10 Tipps für Blumenzwiebeln

Um sich die Blütenpracht des Frühlings in den Garten zu holen, müssen Sie die Blumenzwiebeln von Tulpe, Narzisse und Co. schon im Herbst pflanzen. Wir haben hier zehn Tipps für Sie zusammengetragen.

Erfahren Sie, was bei der Pflanzung der Zwiebeln und Knollen beachtet werden sollte und wie Sie die Frühlingsblüher besonders gekonnt in Szene setzen.


1. Tolle Beetpartner für Zwiebelblumen

Zwiebelblumen fürs Beet wie Tulpen, Hyazinthen oder Kaiserkronen kommen in Kombination mit blühenden Stauden am besten zur Geltung. Beziehen Sie bei der Auswahl der Blumenzwiebeln deshalb immer die bereits vorhandenen Blütenstauden in die Beetplanung ein. Zu den blauvioletten, im Mai blühenden Flockenblumen passen zum Beispiel sehr gut späte, gelbe Tulpen. Schöne Staudenpartner für Narzissen sind beispielsweise Lenzrose, Gämswurz, Zwerg-Schwertlilie, Lungenkraut und Kaukasusvergissmeinnicht.

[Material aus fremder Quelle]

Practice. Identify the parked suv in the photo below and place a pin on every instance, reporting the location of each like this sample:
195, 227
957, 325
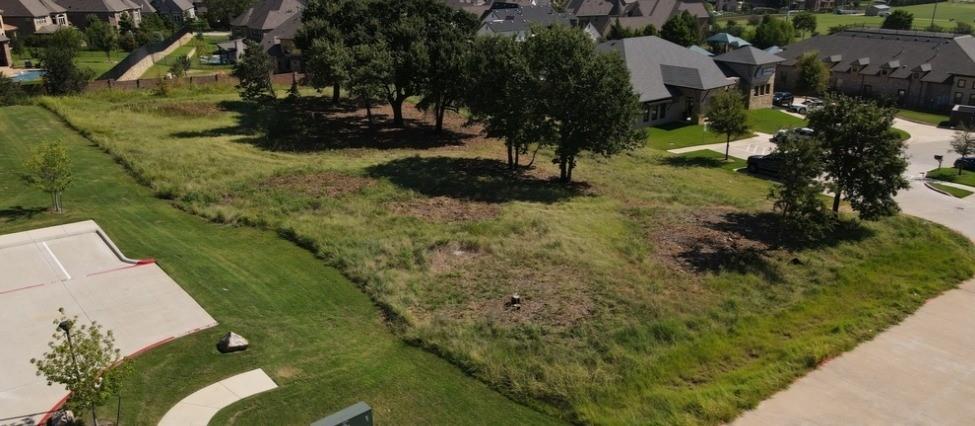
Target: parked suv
965, 163
782, 98
771, 163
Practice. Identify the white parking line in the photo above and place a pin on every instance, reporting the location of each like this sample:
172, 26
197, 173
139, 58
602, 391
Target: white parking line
56, 261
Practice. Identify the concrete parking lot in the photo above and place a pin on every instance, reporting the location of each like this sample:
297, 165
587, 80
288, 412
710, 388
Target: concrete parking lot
78, 268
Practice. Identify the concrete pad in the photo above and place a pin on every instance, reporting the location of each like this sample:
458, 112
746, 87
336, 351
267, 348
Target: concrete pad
78, 268
199, 407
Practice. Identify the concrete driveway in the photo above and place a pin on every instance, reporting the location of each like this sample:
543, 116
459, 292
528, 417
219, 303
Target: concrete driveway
920, 371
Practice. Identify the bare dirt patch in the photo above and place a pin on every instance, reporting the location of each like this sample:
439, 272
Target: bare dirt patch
319, 184
445, 209
711, 240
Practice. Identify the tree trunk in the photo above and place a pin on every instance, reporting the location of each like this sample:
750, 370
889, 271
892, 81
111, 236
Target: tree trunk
836, 200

2. Erfolgreiche Verwilderung für ganze Blütenteppiche

Als „Verwildern“ bezeichnet man die selbstständige Ausbreitung von Zwiebelblumen durch Tochterzwiebeln oder -knollen, oft zusätzlich durch Samen. Vor allem kleinwüchsige oder züchterisch wenig veränderte Arten wie Krokus, Winterling, Schneeglöckchen und Blausternchen können mit der Zeit große Blütenteppiche bilden. Damit das gelingt, müssen jedoch die Boden- und Standortansprüche stimmen. Streuen Sie in den ersten Jahren schon im Herbst etwas Kompost aus, verzichten Sie auf jegliche Bodenbearbeitung und lassen Sie die Pflanzen auf dem Rasen komplett einziehen, bevor Sie das Laub abmähen.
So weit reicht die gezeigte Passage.